Since the discipline?s official creation in 1971, Bikram has been practiced by celebrities such as Kobe Bryant, the Los Angeles Lakers? All-Star guard; Andy Murray, No. 4 on the ATP World Tour in men?s tennis; and the singer Madonna.

Choudhury says President Richard Nixon came to him for help in 1972 while suffering from advanced thrombophlebitis, a swelling of veins due to blood clots, in his left leg.

Choudhury said he was asked to treat the late president, who was unable to walk because of his pain. He instructed Nixon to do yoga in a bathtub filled with hot water. After three days, Nixon was walking again, and the pain never returned, Choudhury said.

?When I asked him a few days later which leg caused him trouble, Nixon said he didn?t remember,? Choudhury said in a telephone interview in July.

The Nixon Presidential Library & Museum doesn?t contain information regarding the former president?s medical records and thus couldn?t confirm Choudhury?s account, archivist Melissa Heddon said in an email.
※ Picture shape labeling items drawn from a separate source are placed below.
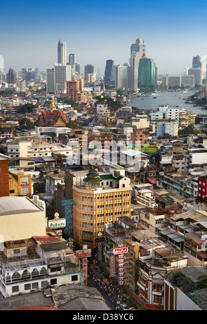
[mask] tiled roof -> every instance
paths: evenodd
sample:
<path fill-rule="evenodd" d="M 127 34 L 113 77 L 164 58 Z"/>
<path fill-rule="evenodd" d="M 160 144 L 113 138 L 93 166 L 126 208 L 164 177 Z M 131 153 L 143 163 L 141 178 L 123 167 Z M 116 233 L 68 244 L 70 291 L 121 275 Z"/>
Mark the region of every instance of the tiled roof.
<path fill-rule="evenodd" d="M 41 110 L 39 113 L 37 125 L 39 126 L 66 126 L 68 123 L 67 114 L 62 110 Z"/>

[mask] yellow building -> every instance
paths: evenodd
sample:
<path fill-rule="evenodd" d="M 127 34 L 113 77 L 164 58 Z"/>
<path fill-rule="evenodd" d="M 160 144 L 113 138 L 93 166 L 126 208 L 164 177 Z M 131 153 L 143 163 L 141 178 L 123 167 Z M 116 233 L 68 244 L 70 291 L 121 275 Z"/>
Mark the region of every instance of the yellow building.
<path fill-rule="evenodd" d="M 14 176 L 9 173 L 10 196 L 19 196 L 19 183 Z"/>
<path fill-rule="evenodd" d="M 125 175 L 99 174 L 92 169 L 83 179 L 85 185 L 73 185 L 74 239 L 79 245 L 96 247 L 95 239 L 104 232 L 107 222 L 130 216 L 130 181 Z"/>
<path fill-rule="evenodd" d="M 10 171 L 10 196 L 32 196 L 31 174 L 24 174 L 21 170 Z M 19 186 L 18 184 L 19 183 Z M 18 192 L 18 193 L 17 193 Z"/>
<path fill-rule="evenodd" d="M 0 243 L 46 236 L 46 211 L 28 197 L 0 197 Z"/>

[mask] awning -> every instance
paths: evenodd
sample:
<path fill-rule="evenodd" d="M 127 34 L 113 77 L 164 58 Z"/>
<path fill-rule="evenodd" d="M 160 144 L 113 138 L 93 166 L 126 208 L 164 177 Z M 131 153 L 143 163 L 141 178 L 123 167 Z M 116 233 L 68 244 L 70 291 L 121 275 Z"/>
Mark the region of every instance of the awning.
<path fill-rule="evenodd" d="M 153 185 L 157 184 L 157 179 L 156 178 L 147 178 L 148 181 L 150 181 Z"/>

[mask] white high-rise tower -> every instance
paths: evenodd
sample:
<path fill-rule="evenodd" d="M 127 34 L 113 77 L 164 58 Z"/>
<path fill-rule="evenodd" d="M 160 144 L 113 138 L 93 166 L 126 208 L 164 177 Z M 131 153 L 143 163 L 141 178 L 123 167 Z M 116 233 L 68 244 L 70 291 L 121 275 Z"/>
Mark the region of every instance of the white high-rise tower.
<path fill-rule="evenodd" d="M 66 43 L 61 41 L 59 41 L 57 45 L 57 63 L 66 65 Z"/>

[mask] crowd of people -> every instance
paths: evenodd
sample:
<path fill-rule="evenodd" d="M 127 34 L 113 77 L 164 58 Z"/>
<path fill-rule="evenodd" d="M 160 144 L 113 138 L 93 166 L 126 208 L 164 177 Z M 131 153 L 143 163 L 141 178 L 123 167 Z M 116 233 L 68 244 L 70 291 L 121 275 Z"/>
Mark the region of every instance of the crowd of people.
<path fill-rule="evenodd" d="M 112 280 L 103 278 L 101 265 L 97 260 L 92 260 L 90 264 L 89 274 L 94 283 L 101 291 L 101 294 L 110 301 L 115 310 L 120 310 L 122 303 L 126 303 L 128 296 L 121 286 L 112 283 Z"/>

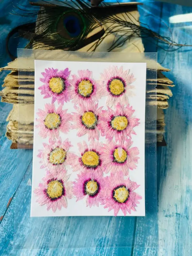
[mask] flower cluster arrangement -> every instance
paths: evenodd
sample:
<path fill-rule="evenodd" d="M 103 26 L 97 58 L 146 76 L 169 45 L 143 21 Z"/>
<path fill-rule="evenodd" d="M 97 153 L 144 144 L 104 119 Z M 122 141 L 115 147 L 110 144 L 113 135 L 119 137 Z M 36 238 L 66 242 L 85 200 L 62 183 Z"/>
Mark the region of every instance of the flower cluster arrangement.
<path fill-rule="evenodd" d="M 60 71 L 49 68 L 40 79 L 43 84 L 38 89 L 51 103 L 45 104 L 36 113 L 39 135 L 49 141 L 43 143 L 37 156 L 46 175 L 34 191 L 36 201 L 55 212 L 66 208 L 68 200 L 75 197 L 90 208 L 101 205 L 108 212 L 113 210 L 116 216 L 120 210 L 129 215 L 136 211 L 142 198 L 135 191 L 139 185 L 129 177 L 139 159 L 132 140 L 139 119 L 129 101 L 136 79 L 122 66 L 105 69 L 99 80 L 88 69 L 77 74 L 71 72 L 68 68 Z M 106 106 L 99 107 L 99 100 L 105 96 Z M 68 113 L 65 108 L 70 101 L 75 112 Z M 70 138 L 62 139 L 71 130 L 88 141 L 82 139 L 77 143 L 78 154 L 73 153 Z M 72 181 L 69 166 L 77 173 Z"/>

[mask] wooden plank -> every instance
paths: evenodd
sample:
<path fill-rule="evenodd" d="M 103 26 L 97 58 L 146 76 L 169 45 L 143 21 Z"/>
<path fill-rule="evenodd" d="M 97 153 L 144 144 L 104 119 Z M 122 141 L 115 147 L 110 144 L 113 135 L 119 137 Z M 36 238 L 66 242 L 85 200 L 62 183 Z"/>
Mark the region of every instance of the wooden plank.
<path fill-rule="evenodd" d="M 148 3 L 140 7 L 140 19 L 150 29 L 159 32 L 162 7 L 161 3 Z M 157 42 L 150 38 L 143 40 L 145 51 L 156 51 Z M 156 127 L 154 127 L 155 129 Z M 146 150 L 145 193 L 146 214 L 138 217 L 132 248 L 133 255 L 156 256 L 158 247 L 157 196 L 156 188 L 155 148 Z M 152 159 L 153 159 L 152 161 Z"/>
<path fill-rule="evenodd" d="M 192 44 L 190 24 L 170 24 L 170 30 L 164 25 L 170 16 L 191 12 L 191 8 L 164 4 L 160 34 L 170 36 L 171 31 L 175 41 Z M 192 255 L 191 49 L 158 50 L 159 61 L 172 70 L 166 75 L 176 85 L 165 116 L 167 145 L 160 149 L 157 159 L 160 255 Z"/>
<path fill-rule="evenodd" d="M 13 202 L 17 212 L 13 242 L 16 248 L 131 247 L 134 218 L 30 218 L 31 187 L 28 182 L 31 179 L 32 166 L 31 163 Z"/>
<path fill-rule="evenodd" d="M 30 150 L 13 150 L 10 148 L 11 141 L 2 138 L 0 150 L 1 170 L 0 217 L 3 216 L 7 204 L 17 189 L 32 159 Z M 17 168 L 18 160 L 19 159 Z M 1 218 L 2 220 L 2 218 Z"/>

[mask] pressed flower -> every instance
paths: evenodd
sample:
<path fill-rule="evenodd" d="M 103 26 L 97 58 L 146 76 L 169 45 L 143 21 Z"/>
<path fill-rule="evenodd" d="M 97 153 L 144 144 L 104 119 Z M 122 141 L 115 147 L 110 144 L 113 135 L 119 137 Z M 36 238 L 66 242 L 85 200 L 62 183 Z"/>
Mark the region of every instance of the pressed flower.
<path fill-rule="evenodd" d="M 77 174 L 77 179 L 73 182 L 73 194 L 76 202 L 86 198 L 86 206 L 96 205 L 102 200 L 100 195 L 104 186 L 103 178 L 101 172 L 89 170 Z"/>
<path fill-rule="evenodd" d="M 44 110 L 38 110 L 37 114 L 39 118 L 36 119 L 38 124 L 36 127 L 40 128 L 39 134 L 41 137 L 58 138 L 60 131 L 66 134 L 69 131 L 72 116 L 67 113 L 68 109 L 62 110 L 61 105 L 56 109 L 54 104 L 46 103 Z"/>
<path fill-rule="evenodd" d="M 124 71 L 122 66 L 119 68 L 112 66 L 105 69 L 101 76 L 99 83 L 101 87 L 105 88 L 102 96 L 108 96 L 107 106 L 111 107 L 119 102 L 123 105 L 128 104 L 128 97 L 133 94 L 131 89 L 134 86 L 131 84 L 136 80 L 130 70 Z"/>
<path fill-rule="evenodd" d="M 131 148 L 133 142 L 129 139 L 117 144 L 111 141 L 104 144 L 101 152 L 103 156 L 105 172 L 115 174 L 122 171 L 124 175 L 128 175 L 129 170 L 137 167 L 136 164 L 139 158 L 138 148 Z"/>
<path fill-rule="evenodd" d="M 43 78 L 40 79 L 44 84 L 38 88 L 41 90 L 41 94 L 44 94 L 44 98 L 52 97 L 52 103 L 57 100 L 58 104 L 62 105 L 69 101 L 68 78 L 71 71 L 68 68 L 59 71 L 57 69 L 49 68 L 45 71 L 41 73 Z"/>
<path fill-rule="evenodd" d="M 81 156 L 73 164 L 73 171 L 102 171 L 103 157 L 101 154 L 102 142 L 92 141 L 88 146 L 85 141 L 77 143 Z"/>
<path fill-rule="evenodd" d="M 78 73 L 78 76 L 72 75 L 72 79 L 70 80 L 72 86 L 70 91 L 72 102 L 76 105 L 92 100 L 98 101 L 101 91 L 99 85 L 92 78 L 92 71 L 88 69 L 80 70 Z"/>
<path fill-rule="evenodd" d="M 135 110 L 127 105 L 125 108 L 120 103 L 113 110 L 108 107 L 108 110 L 102 111 L 100 123 L 98 125 L 101 135 L 111 140 L 115 137 L 116 141 L 131 138 L 131 134 L 136 134 L 133 128 L 139 124 L 139 119 L 133 117 Z"/>
<path fill-rule="evenodd" d="M 68 150 L 72 145 L 71 142 L 66 139 L 62 142 L 59 137 L 57 140 L 50 139 L 49 144 L 43 143 L 44 148 L 39 150 L 40 153 L 37 156 L 41 158 L 40 163 L 42 164 L 41 168 L 46 169 L 56 173 L 62 170 L 66 171 L 66 166 L 70 164 L 76 159 L 75 154 Z"/>
<path fill-rule="evenodd" d="M 57 175 L 48 172 L 42 179 L 43 183 L 34 190 L 38 197 L 36 202 L 41 205 L 46 204 L 47 210 L 51 209 L 53 212 L 62 207 L 67 208 L 67 198 L 72 197 L 72 183 L 68 180 L 69 177 L 63 172 Z"/>
<path fill-rule="evenodd" d="M 97 126 L 100 122 L 100 113 L 102 107 L 98 108 L 98 104 L 93 101 L 79 104 L 76 108 L 77 113 L 73 113 L 73 119 L 75 124 L 72 129 L 78 130 L 79 137 L 87 134 L 88 140 L 99 140 L 99 132 Z"/>
<path fill-rule="evenodd" d="M 108 208 L 108 212 L 113 209 L 116 216 L 121 210 L 125 216 L 128 212 L 136 211 L 138 200 L 142 197 L 134 191 L 139 185 L 132 181 L 129 178 L 124 179 L 121 172 L 105 178 L 105 187 L 101 192 L 100 196 L 103 200 L 104 208 Z"/>

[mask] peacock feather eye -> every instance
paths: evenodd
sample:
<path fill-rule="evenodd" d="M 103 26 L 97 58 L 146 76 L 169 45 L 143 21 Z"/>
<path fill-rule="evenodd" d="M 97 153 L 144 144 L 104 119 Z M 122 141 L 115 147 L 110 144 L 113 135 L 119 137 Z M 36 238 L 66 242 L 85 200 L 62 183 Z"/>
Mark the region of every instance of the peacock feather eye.
<path fill-rule="evenodd" d="M 76 40 L 86 29 L 84 19 L 78 11 L 70 11 L 63 13 L 56 23 L 58 35 L 66 40 Z"/>

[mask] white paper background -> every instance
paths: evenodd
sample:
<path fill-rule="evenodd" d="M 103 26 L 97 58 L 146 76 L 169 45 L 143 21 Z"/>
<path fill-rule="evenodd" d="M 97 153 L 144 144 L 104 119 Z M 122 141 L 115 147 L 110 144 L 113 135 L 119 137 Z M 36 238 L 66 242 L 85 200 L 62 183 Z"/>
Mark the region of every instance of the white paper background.
<path fill-rule="evenodd" d="M 44 139 L 41 137 L 38 133 L 39 128 L 36 129 L 35 125 L 37 124 L 36 122 L 37 116 L 36 113 L 38 112 L 38 108 L 44 109 L 46 103 L 51 103 L 52 98 L 44 99 L 44 95 L 41 94 L 41 90 L 38 88 L 42 85 L 43 83 L 39 80 L 39 78 L 42 77 L 42 72 L 44 72 L 45 68 L 57 68 L 59 71 L 63 70 L 68 68 L 71 70 L 71 74 L 77 74 L 77 71 L 79 69 L 88 69 L 93 71 L 93 76 L 95 80 L 99 80 L 100 74 L 103 71 L 104 69 L 108 68 L 112 65 L 117 66 L 118 67 L 123 66 L 124 70 L 130 69 L 130 73 L 132 73 L 136 78 L 136 81 L 133 83 L 135 86 L 133 89 L 135 96 L 132 98 L 129 98 L 129 103 L 135 111 L 133 116 L 140 119 L 140 124 L 138 126 L 135 127 L 134 130 L 137 135 L 132 135 L 132 140 L 133 143 L 132 146 L 137 147 L 139 150 L 140 154 L 138 156 L 140 157 L 137 164 L 137 168 L 132 171 L 130 170 L 129 174 L 131 180 L 136 181 L 140 186 L 136 189 L 135 192 L 142 197 L 142 199 L 140 200 L 140 204 L 136 207 L 136 211 L 132 211 L 131 214 L 127 213 L 127 216 L 144 216 L 145 211 L 145 90 L 146 80 L 146 63 L 110 63 L 110 62 L 94 62 L 72 61 L 57 61 L 46 60 L 35 60 L 35 121 L 34 141 L 33 145 L 33 176 L 32 182 L 32 193 L 31 208 L 31 216 L 114 216 L 113 210 L 108 212 L 108 208 L 104 209 L 103 205 L 100 205 L 99 207 L 86 206 L 86 198 L 76 202 L 76 199 L 74 197 L 71 199 L 68 199 L 68 206 L 67 208 L 62 207 L 61 211 L 57 209 L 54 213 L 51 209 L 48 211 L 46 205 L 41 206 L 36 202 L 37 198 L 33 191 L 35 188 L 37 188 L 40 183 L 42 182 L 42 179 L 46 174 L 46 168 L 41 169 L 41 164 L 39 163 L 41 159 L 37 157 L 38 153 L 38 149 L 43 149 L 43 142 L 48 143 L 49 138 Z M 70 77 L 71 78 L 71 77 Z M 103 109 L 107 109 L 105 106 L 106 97 L 103 97 L 99 100 L 98 107 L 103 106 Z M 56 108 L 59 106 L 57 101 L 54 103 Z M 68 109 L 68 113 L 76 112 L 74 108 L 73 104 L 71 101 L 69 102 L 64 102 L 63 109 Z M 77 143 L 85 140 L 89 144 L 87 136 L 85 135 L 79 137 L 76 135 L 77 130 L 71 130 L 67 134 L 60 132 L 60 136 L 61 138 L 62 141 L 67 138 L 72 143 L 73 147 L 70 148 L 69 151 L 79 155 Z M 100 136 L 100 140 L 106 142 L 105 137 Z M 69 166 L 66 168 L 68 174 L 71 174 L 69 180 L 74 181 L 77 177 L 78 172 L 73 172 L 72 168 Z M 109 173 L 107 175 L 109 175 Z M 106 176 L 104 174 L 104 176 Z M 118 216 L 124 216 L 121 210 Z"/>

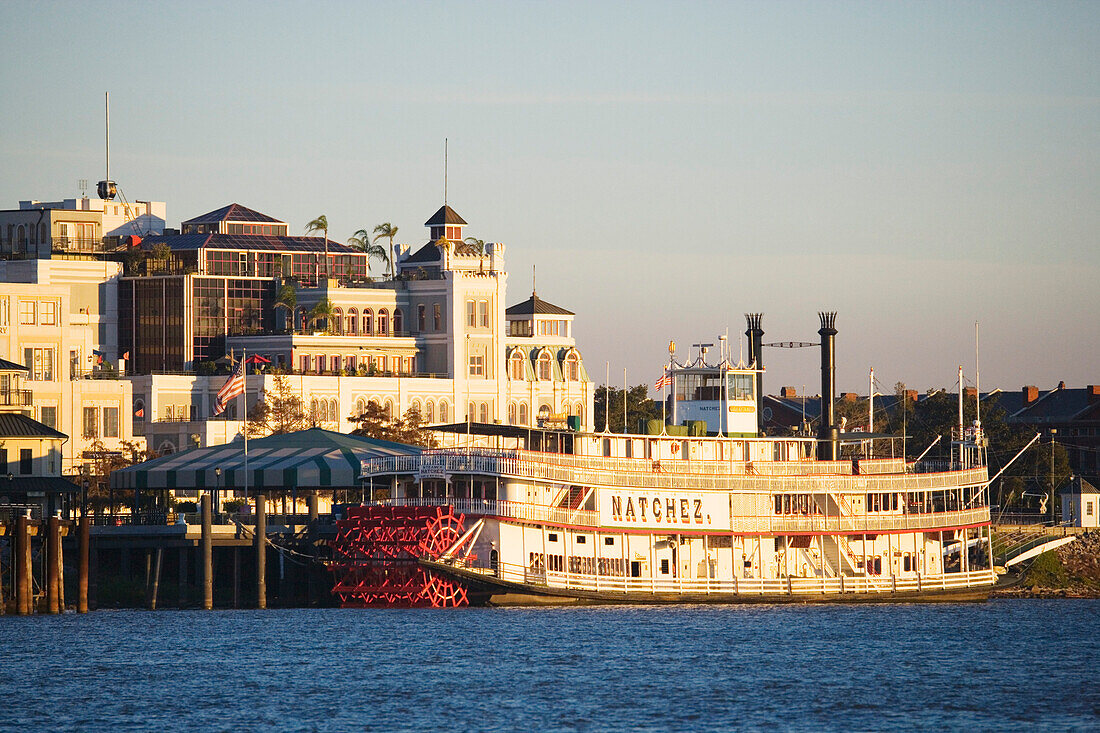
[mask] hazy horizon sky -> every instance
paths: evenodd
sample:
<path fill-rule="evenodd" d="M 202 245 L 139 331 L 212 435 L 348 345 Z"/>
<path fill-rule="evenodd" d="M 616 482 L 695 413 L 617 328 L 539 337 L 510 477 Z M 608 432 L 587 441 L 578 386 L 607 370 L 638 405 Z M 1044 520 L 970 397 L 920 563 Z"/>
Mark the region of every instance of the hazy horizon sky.
<path fill-rule="evenodd" d="M 0 208 L 103 173 L 397 242 L 448 198 L 590 375 L 837 310 L 840 391 L 1100 383 L 1096 2 L 0 6 Z M 816 349 L 765 352 L 814 393 Z"/>

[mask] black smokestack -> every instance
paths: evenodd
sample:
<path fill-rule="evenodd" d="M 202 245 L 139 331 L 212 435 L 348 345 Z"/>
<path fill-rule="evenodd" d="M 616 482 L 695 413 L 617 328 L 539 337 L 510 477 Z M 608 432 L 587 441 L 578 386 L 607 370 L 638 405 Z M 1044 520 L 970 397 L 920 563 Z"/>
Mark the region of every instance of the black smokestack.
<path fill-rule="evenodd" d="M 835 461 L 838 457 L 839 435 L 836 429 L 836 414 L 833 412 L 833 395 L 836 392 L 836 313 L 820 313 L 822 327 L 822 422 L 817 428 L 817 458 Z"/>
<path fill-rule="evenodd" d="M 745 337 L 749 342 L 749 365 L 754 369 L 763 369 L 763 329 L 760 324 L 763 320 L 762 313 L 745 314 L 745 321 L 748 328 Z M 763 435 L 763 374 L 757 374 L 757 430 Z"/>

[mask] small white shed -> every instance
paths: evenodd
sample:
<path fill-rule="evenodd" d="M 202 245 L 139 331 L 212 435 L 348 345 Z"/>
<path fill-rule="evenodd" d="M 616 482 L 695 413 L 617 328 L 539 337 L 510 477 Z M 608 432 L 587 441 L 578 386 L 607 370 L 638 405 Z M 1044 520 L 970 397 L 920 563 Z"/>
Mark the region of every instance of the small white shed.
<path fill-rule="evenodd" d="M 1062 521 L 1071 527 L 1100 527 L 1100 491 L 1074 477 L 1062 491 Z"/>

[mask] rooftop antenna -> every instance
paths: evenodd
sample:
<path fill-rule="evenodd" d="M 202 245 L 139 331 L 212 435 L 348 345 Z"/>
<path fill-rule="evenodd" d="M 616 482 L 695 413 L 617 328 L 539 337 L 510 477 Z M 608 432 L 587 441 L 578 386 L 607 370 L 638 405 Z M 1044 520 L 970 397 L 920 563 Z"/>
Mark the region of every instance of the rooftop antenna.
<path fill-rule="evenodd" d="M 111 92 L 103 92 L 103 114 L 107 120 L 106 125 L 106 151 L 107 151 L 107 171 L 103 179 L 99 182 L 96 186 L 96 193 L 105 201 L 110 201 L 114 198 L 118 187 L 114 182 L 111 180 Z"/>

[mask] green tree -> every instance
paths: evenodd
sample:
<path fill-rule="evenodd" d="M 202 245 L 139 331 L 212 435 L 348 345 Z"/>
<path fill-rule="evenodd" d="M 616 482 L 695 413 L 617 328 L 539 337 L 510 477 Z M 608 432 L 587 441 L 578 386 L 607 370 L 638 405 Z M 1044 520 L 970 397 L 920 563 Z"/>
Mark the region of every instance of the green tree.
<path fill-rule="evenodd" d="M 264 392 L 264 398 L 249 409 L 250 438 L 284 435 L 309 427 L 301 395 L 290 386 L 283 374 L 275 375 L 274 389 Z"/>
<path fill-rule="evenodd" d="M 623 433 L 623 398 L 624 391 L 616 387 L 596 387 L 593 419 L 596 430 L 604 429 L 605 416 L 609 416 L 608 429 L 612 433 Z M 610 411 L 608 413 L 608 409 Z M 649 386 L 636 384 L 626 391 L 626 429 L 637 433 L 640 420 L 661 418 L 661 406 L 649 398 Z"/>
<path fill-rule="evenodd" d="M 397 230 L 394 229 L 394 233 Z M 367 266 L 370 266 L 371 260 L 382 260 L 382 263 L 389 265 L 389 258 L 386 256 L 386 248 L 381 244 L 375 244 L 371 240 L 371 232 L 365 229 L 360 229 L 355 234 L 348 240 L 348 244 L 355 248 L 356 250 L 366 254 Z"/>
<path fill-rule="evenodd" d="M 382 405 L 371 402 L 366 405 L 366 409 L 359 415 L 352 415 L 348 422 L 355 425 L 352 435 L 426 448 L 439 445 L 431 431 L 422 427 L 424 419 L 420 417 L 420 412 L 413 407 L 405 412 L 404 417 L 393 418 L 386 415 Z"/>
<path fill-rule="evenodd" d="M 394 237 L 397 236 L 397 227 L 393 226 L 388 221 L 385 221 L 374 228 L 374 241 L 378 241 L 383 237 L 389 240 L 389 280 L 394 278 Z"/>
<path fill-rule="evenodd" d="M 324 232 L 324 276 L 329 276 L 329 218 L 323 214 L 306 225 L 306 233 Z"/>

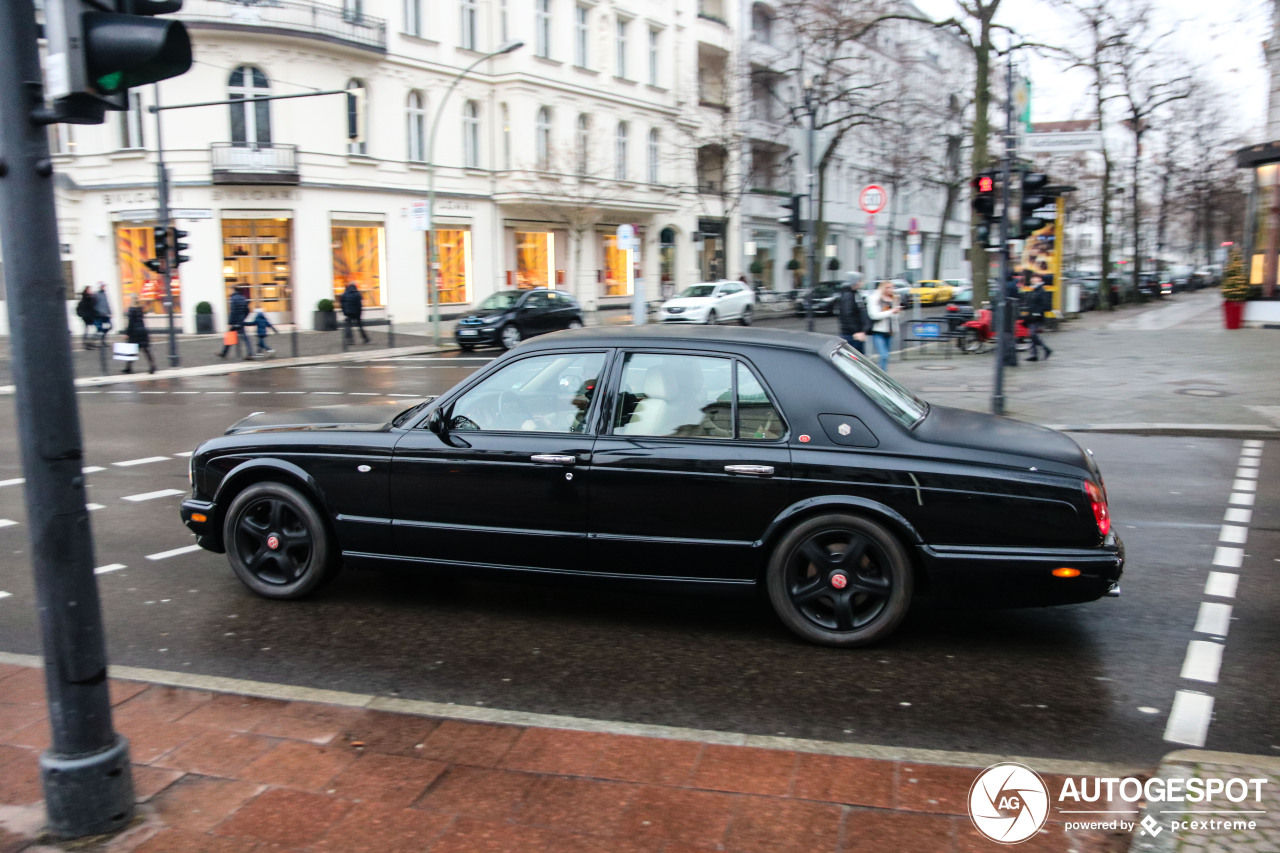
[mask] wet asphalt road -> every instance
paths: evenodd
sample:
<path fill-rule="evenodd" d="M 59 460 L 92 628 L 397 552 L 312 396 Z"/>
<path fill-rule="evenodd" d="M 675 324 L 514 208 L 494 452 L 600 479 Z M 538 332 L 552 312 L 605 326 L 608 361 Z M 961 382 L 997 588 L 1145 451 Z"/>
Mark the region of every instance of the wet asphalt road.
<path fill-rule="evenodd" d="M 1180 678 L 1242 442 L 1080 437 L 1128 547 L 1124 596 L 1032 611 L 920 607 L 890 642 L 795 639 L 759 601 L 344 573 L 259 599 L 225 558 L 180 551 L 187 460 L 252 411 L 412 402 L 492 353 L 283 368 L 86 389 L 79 400 L 113 662 L 579 717 L 1153 766 L 1175 692 L 1215 697 L 1210 749 L 1280 753 L 1280 447 L 1256 506 L 1219 683 Z M 397 396 L 392 396 L 397 394 Z M 0 483 L 20 476 L 0 398 Z M 154 461 L 134 462 L 150 457 Z M 179 494 L 148 496 L 172 489 Z M 637 507 L 637 511 L 643 508 Z M 20 485 L 0 485 L 0 651 L 37 653 Z M 178 553 L 169 553 L 178 551 Z M 1224 599 L 1215 599 L 1224 601 Z"/>

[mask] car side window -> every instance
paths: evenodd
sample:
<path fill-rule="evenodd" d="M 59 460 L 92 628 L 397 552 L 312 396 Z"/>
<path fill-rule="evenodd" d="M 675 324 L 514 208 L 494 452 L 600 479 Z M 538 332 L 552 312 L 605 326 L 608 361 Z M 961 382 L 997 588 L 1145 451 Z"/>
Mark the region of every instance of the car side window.
<path fill-rule="evenodd" d="M 449 429 L 584 433 L 603 352 L 564 352 L 504 365 L 463 393 Z"/>
<path fill-rule="evenodd" d="M 764 386 L 741 361 L 737 364 L 737 435 L 739 438 L 782 438 L 786 424 Z"/>
<path fill-rule="evenodd" d="M 613 433 L 732 438 L 732 364 L 710 356 L 632 352 L 622 368 Z"/>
There are 21.8 million yoga participants in the United States, 75 percent female, and 57 percent with a college degree or higher, according to the 2011 yoga participation report conducted by the Sporting Goods Manufacturers Association. Yoga has increased by 23.2 percent in participation from 2008 to 2010.

?More people are coming more because they are stressed even if they are not necessarily traders,? Cotenescu said. ?This market and this crash is affecting everyone, not only the traders, so people need to have a release.?

Pintar said Bikram is essential to his personal and professional success.

?I?ve been able to handle things much better,? he said. ?There?s always going to be ups and downs in trading or managing money, and I think before I reacted much more negatively to bad things that would happen, you know, bad days trading, than I do now.?

Source: http://bangordailynews.com/2011/08/21/health/rigorous-yoga-regimen-gains-wall-street-following/

jurassic park triathlon rooney seal team 6 monk i love lucy az

No comments:

Post a Comment

Note: Only a member of this blog may post a comment.